If you were stuck in a post-Apocalyptic wasteland with all these guys plus British actor Jason Statham, who would you put in charge of killing the nuclear mutants?
The drawback with a lot of these young American actors is that theyre merely boy toys – gym rats designed to appeal to young women, women-of-a-certain-age, and gay-men-of-certain-tastes.
So obsessed are we with these guys six-packs, we fail to notice that whenever they open their mouths, a tinny sound comes out.
Perhaps the problem is not one of masculinity, but of acting.
The young American actors who populate our most popular entertainments just arent very good for the most part. They strain mightily and achieve little.
I am not sure how well-suited Cavill is to the superhero genre, but – judging from his line readings in various YouTube clips – he seems to possess several qualities that our most recent Superman, Brandon Routh, lacked.
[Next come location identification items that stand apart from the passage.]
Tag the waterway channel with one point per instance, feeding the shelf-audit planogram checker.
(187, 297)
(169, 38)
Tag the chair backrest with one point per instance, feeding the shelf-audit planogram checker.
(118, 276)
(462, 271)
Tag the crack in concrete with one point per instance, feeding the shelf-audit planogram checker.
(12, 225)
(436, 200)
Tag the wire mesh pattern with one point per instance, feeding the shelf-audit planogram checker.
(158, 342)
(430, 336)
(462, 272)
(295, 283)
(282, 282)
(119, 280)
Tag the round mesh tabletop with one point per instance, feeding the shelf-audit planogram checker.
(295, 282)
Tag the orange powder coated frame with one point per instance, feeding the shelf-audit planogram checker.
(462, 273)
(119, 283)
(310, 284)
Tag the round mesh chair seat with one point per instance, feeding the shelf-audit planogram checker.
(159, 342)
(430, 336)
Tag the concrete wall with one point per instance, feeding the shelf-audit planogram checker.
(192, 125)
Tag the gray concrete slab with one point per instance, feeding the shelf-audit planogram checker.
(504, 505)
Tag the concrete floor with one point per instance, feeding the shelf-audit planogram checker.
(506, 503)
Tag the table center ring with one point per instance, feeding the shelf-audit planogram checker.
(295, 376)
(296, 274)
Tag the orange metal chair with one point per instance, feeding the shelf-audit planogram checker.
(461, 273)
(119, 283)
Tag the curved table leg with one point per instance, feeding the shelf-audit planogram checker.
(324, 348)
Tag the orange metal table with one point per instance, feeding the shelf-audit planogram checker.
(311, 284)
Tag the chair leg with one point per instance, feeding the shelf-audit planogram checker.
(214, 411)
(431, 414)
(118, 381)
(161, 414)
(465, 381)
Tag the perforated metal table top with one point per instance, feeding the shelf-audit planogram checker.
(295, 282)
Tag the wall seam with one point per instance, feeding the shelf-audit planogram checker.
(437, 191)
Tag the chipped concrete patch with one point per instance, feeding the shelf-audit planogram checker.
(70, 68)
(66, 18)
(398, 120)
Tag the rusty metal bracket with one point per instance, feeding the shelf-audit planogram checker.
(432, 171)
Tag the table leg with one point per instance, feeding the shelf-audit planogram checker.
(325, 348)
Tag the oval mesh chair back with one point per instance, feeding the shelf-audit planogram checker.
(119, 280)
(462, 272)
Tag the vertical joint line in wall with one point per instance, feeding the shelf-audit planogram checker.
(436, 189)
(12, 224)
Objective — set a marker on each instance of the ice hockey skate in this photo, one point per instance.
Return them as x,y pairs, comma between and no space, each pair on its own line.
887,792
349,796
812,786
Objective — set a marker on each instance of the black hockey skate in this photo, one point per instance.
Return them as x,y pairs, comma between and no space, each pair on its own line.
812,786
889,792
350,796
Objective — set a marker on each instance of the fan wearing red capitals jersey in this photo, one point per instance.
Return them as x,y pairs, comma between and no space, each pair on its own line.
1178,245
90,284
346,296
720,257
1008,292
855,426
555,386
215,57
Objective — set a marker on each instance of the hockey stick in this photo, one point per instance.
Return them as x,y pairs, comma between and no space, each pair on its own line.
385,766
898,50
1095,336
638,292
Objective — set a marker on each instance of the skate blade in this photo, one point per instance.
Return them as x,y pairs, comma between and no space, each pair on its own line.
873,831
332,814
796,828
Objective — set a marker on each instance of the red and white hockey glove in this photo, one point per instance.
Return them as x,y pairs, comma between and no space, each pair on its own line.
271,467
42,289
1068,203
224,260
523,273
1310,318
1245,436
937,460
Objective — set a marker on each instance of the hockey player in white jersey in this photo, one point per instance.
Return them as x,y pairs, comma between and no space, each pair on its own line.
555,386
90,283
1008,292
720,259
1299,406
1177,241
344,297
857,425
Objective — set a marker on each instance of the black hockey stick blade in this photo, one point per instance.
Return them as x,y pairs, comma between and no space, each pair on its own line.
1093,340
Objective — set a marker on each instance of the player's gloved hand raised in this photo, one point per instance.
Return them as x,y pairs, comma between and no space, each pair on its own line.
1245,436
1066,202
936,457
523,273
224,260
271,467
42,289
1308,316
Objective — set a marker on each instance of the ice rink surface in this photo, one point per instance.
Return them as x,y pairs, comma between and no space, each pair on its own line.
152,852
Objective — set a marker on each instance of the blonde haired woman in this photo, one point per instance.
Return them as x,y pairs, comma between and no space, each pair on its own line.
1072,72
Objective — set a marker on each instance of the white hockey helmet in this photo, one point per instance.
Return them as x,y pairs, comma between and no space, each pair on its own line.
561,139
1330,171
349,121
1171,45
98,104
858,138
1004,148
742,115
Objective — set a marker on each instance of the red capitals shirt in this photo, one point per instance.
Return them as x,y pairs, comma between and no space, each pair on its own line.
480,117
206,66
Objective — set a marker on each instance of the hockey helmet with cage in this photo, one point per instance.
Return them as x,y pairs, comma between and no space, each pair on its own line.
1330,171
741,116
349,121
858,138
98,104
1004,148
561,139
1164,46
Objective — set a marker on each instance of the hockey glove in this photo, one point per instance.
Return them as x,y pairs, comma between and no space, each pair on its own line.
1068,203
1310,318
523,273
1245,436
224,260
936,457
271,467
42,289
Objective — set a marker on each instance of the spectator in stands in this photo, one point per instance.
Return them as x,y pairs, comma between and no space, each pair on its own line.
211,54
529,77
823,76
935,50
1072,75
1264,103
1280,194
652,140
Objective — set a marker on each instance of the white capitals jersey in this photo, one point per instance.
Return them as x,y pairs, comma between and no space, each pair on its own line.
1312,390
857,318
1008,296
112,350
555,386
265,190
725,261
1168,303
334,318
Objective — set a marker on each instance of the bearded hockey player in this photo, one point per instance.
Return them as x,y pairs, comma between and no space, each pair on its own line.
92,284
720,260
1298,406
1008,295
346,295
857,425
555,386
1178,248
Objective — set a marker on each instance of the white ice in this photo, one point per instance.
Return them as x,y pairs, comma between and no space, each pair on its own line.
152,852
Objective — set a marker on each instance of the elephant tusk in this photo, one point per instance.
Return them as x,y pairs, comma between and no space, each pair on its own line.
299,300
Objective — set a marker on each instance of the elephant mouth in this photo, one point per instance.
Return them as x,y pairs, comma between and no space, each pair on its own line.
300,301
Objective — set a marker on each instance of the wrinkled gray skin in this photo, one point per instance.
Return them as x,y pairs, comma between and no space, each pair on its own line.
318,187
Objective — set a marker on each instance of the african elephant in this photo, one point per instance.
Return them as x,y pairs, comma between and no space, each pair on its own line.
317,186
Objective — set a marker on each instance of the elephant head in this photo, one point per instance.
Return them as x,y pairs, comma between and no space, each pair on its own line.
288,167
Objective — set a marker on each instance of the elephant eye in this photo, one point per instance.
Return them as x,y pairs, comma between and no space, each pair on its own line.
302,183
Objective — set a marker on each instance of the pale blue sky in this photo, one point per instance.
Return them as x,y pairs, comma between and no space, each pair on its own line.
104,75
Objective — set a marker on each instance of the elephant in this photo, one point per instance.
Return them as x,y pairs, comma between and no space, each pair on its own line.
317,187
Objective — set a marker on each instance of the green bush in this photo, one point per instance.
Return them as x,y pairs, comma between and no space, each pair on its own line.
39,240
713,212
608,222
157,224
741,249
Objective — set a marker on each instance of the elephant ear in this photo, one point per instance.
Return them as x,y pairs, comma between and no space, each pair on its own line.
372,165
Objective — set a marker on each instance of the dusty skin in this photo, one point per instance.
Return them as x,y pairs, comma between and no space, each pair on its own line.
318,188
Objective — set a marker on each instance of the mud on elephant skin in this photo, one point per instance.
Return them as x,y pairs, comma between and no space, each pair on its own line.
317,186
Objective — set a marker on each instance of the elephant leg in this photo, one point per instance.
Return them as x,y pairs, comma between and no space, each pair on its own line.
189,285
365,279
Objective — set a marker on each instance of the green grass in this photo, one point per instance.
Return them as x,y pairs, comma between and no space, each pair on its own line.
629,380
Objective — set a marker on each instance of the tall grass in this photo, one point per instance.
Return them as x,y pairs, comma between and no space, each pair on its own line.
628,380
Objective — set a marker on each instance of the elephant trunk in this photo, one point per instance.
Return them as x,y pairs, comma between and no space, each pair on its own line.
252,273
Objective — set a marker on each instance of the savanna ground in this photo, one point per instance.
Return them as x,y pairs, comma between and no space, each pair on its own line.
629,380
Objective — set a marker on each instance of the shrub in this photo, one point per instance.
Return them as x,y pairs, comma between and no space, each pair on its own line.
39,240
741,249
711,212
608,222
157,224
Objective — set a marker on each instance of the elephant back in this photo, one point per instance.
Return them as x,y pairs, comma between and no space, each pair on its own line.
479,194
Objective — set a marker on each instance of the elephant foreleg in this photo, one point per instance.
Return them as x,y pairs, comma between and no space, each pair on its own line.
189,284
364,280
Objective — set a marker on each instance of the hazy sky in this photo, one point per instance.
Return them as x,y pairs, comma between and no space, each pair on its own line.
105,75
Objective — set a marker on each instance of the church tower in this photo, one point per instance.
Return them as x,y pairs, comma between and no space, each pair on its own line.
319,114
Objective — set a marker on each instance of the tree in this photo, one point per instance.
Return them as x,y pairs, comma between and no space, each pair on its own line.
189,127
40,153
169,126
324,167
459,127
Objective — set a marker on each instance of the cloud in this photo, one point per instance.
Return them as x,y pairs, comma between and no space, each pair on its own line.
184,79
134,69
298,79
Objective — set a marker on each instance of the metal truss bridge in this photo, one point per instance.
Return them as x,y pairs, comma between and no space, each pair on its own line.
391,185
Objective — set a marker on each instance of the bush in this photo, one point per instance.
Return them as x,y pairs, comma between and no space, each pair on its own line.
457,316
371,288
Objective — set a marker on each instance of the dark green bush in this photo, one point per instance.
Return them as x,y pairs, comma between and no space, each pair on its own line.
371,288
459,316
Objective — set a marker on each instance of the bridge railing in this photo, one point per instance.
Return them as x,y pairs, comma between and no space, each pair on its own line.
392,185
For example, charisma, gravitas and roguish charm – just to name a few.
What you need for these overly reverential superhero and sci-fi movies is not a guy who looks good in a skin-tight body suit, but a guy who can make the silliest dialogue sound like Shakespeare.
I recall how controversial the casting of Patrick Stewart as the captain in Star Trek: The Next Generation was.
Who is this skinny, old, bald guy? many people wondered.
And then he opened his mouth and all misgivings evaporated.
Years after Star Treks creator Gene Roddenberry died, Paramount decided to cast Scott Bakula as a new captain. Bakula looked great in the uniform, but –– as an authority figure –– he had less in common with Winston Churchill than Screech from Saved By the Bell.
If you want to see actors making a silk purse (shivery lyricism) out of a sows ear (mouth-cramping nonsense), watch Scottish actor James McEvoy verbally spar with German actor Michael Fassbender in the trailer for the forthcoming superhero prequel X-Men: First Class.
They probably do far fewer sit-ups than is seemly these days, but they sure know how to make that welkin ring.